Adding lookup implementation for arith.extf + formatting fixes

Muzammiluddin-Syed-ECE · Muzammiluddin-Syed-ECE · commit 607d6b15a282 · 2025-06-19T20:48:22.000Z
Signed-off-by: Muzammiluddin Syed &lt;muzasyed@amd.com&gt;
diff --git a/mlir/lib/Dialect/Arith/Transforms/ExpandOps.cpp b/mlir/lib/Dialect/Arith/Transforms/ExpandOps.cpp
@@ -13,6 +13,7 @@
 #include "mlir/IR/ImplicitLocOpBuilder.h"
 #include "mlir/IR/TypeUtilities.h"
 #include "mlir/Transforms/DialectConversion.h"
+#include "llvm/ADT/SmallVectorExtras.h"
 
 namespace mlir {
 namespace arith {
@@ -240,9 +241,8 @@ struct BFloat16ExtFOpConverter : public OpRewritePattern<arith::ExtFOp> {
     Type operandETy = getElementTypeOrSelf(operandTy);
     Type resultETy = getElementTypeOrSelf(resultTy);
 
-    if (!operandETy.isBF16() || !resultETy.isF32()) {
+    if (!operandETy.isBF16() || !resultETy.isF32())
       return rewriter.notifyMatchFailure(op, "not a ext of bf16 to f32.");
-    }
 
     Type i16Ty = cloneToShapedType(operandTy, b.getI16Type());
     Type i32Ty = cloneToShapedType(operandTy, b.getI32Type());
@@ -270,9 +270,8 @@ struct BFloat16TruncFOpConverter : public OpRewritePattern<arith::TruncFOp> {
     Type operandETy = getElementTypeOrSelf(operandTy);
     Type resultETy = getElementTypeOrSelf(resultTy);
 
-    if (!operandETy.isF32() || !resultETy.isBF16()) {
+    if (!operandETy.isF32() || !resultETy.isBF16())

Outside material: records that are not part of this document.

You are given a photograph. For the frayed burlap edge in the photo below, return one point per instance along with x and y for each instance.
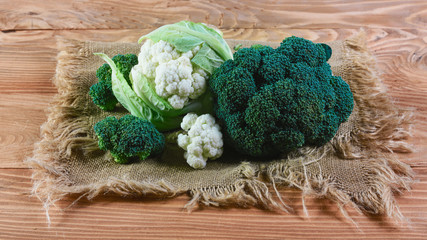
(380, 131)
(382, 127)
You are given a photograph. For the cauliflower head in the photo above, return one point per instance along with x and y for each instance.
(174, 77)
(202, 141)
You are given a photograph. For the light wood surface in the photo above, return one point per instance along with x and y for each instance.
(397, 34)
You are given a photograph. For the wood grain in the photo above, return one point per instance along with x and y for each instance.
(253, 14)
(397, 36)
(112, 217)
(25, 81)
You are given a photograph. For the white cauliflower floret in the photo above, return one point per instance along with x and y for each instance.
(175, 77)
(203, 140)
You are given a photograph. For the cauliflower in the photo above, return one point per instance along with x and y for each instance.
(203, 140)
(175, 77)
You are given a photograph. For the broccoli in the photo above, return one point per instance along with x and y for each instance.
(128, 137)
(102, 92)
(273, 101)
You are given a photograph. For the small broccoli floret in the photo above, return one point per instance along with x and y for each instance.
(278, 100)
(128, 137)
(102, 92)
(102, 95)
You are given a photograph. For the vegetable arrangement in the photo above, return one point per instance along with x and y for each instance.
(265, 102)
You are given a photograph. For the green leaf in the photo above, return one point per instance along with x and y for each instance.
(132, 102)
(186, 35)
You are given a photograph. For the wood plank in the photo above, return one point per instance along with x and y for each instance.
(22, 217)
(28, 58)
(114, 14)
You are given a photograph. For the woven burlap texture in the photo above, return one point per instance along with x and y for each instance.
(355, 168)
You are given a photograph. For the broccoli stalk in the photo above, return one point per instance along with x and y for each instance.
(102, 92)
(273, 101)
(128, 137)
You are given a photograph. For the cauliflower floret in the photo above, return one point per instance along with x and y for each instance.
(175, 78)
(203, 140)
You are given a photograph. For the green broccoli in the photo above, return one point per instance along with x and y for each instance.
(128, 137)
(273, 101)
(102, 92)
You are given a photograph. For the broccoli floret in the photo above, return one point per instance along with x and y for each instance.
(273, 101)
(128, 137)
(102, 91)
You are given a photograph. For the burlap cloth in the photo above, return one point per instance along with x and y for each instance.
(355, 168)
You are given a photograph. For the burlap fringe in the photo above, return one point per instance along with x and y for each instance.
(382, 127)
(67, 129)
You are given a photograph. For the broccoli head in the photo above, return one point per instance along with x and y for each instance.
(128, 137)
(273, 101)
(102, 91)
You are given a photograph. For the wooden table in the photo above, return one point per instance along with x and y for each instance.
(397, 32)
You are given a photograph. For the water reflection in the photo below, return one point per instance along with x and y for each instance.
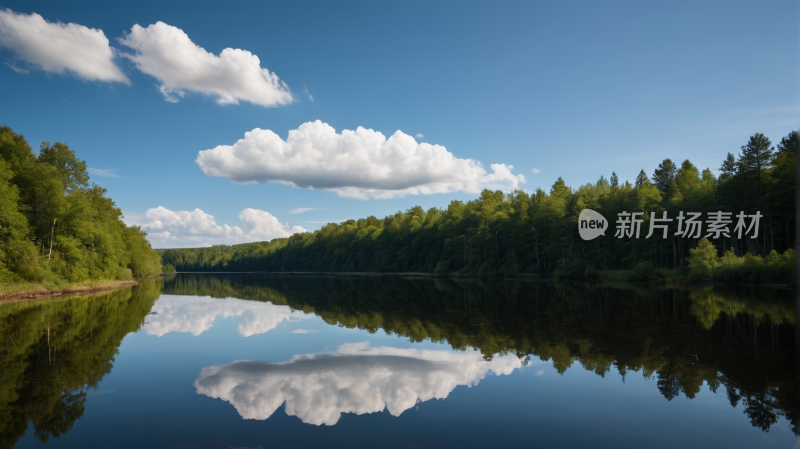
(737, 339)
(197, 315)
(53, 351)
(318, 388)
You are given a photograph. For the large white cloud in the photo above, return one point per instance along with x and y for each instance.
(166, 53)
(197, 315)
(196, 227)
(318, 388)
(357, 164)
(59, 47)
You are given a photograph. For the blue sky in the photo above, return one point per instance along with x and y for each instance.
(571, 89)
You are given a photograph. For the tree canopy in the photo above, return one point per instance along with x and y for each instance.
(55, 226)
(536, 232)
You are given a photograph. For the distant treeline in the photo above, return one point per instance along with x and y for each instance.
(515, 233)
(55, 227)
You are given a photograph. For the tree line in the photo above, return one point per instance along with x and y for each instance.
(56, 227)
(518, 232)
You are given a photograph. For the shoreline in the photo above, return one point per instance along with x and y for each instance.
(35, 291)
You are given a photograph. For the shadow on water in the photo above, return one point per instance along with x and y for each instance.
(54, 351)
(736, 340)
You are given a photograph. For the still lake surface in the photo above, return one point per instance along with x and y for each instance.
(248, 361)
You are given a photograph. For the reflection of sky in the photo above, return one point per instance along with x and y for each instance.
(318, 388)
(197, 315)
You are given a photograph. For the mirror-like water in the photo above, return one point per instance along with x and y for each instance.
(235, 361)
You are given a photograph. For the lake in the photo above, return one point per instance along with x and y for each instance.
(250, 360)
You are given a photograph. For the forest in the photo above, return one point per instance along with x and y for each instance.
(55, 227)
(510, 234)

       return rewriter.notifyMatchFailure(op, "not a trunc of f32 to bf16.");
-    }
 
     if (op.getRoundingmodeAttr()) {
       return rewriter.notifyMatchFailure(
@@ -336,6 +335,8 @@ struct BFloat16TruncFOpConverter : public OpRewritePattern<arith::TruncFOp> {
 
 struct F4E2M1ExtFOpConverter : public OpRewritePattern<arith::ExtFOp> {
   using OpRewritePattern::OpRewritePattern;
+  F4E2M1ExtFOpConverter(MLIRContext *context, PatternBenefit benefit = 1)
+      : OpRewritePattern<arith::ExtFOp>(context, benefit) {}
   LogicalResult matchAndRewrite(arith::ExtFOp op,
                                 PatternRewriter &rewriter) const final {
     ImplicitLocOpBuilder b(op.getLoc(), rewriter);
@@ -402,6 +403,71 @@ struct F4E2M1ExtFOpConverter : public OpRewritePattern<arith::ExtFOp> {
   }
 };
 
+struct ScalarF4E2M1ExtFOpConverter : public OpRewritePattern<arith::ExtFOp> {
+  using OpRewritePattern::OpRewritePattern;
+  ScalarF4E2M1ExtFOpConverter(MLIRContext *context, PatternBenefit benefit = 2)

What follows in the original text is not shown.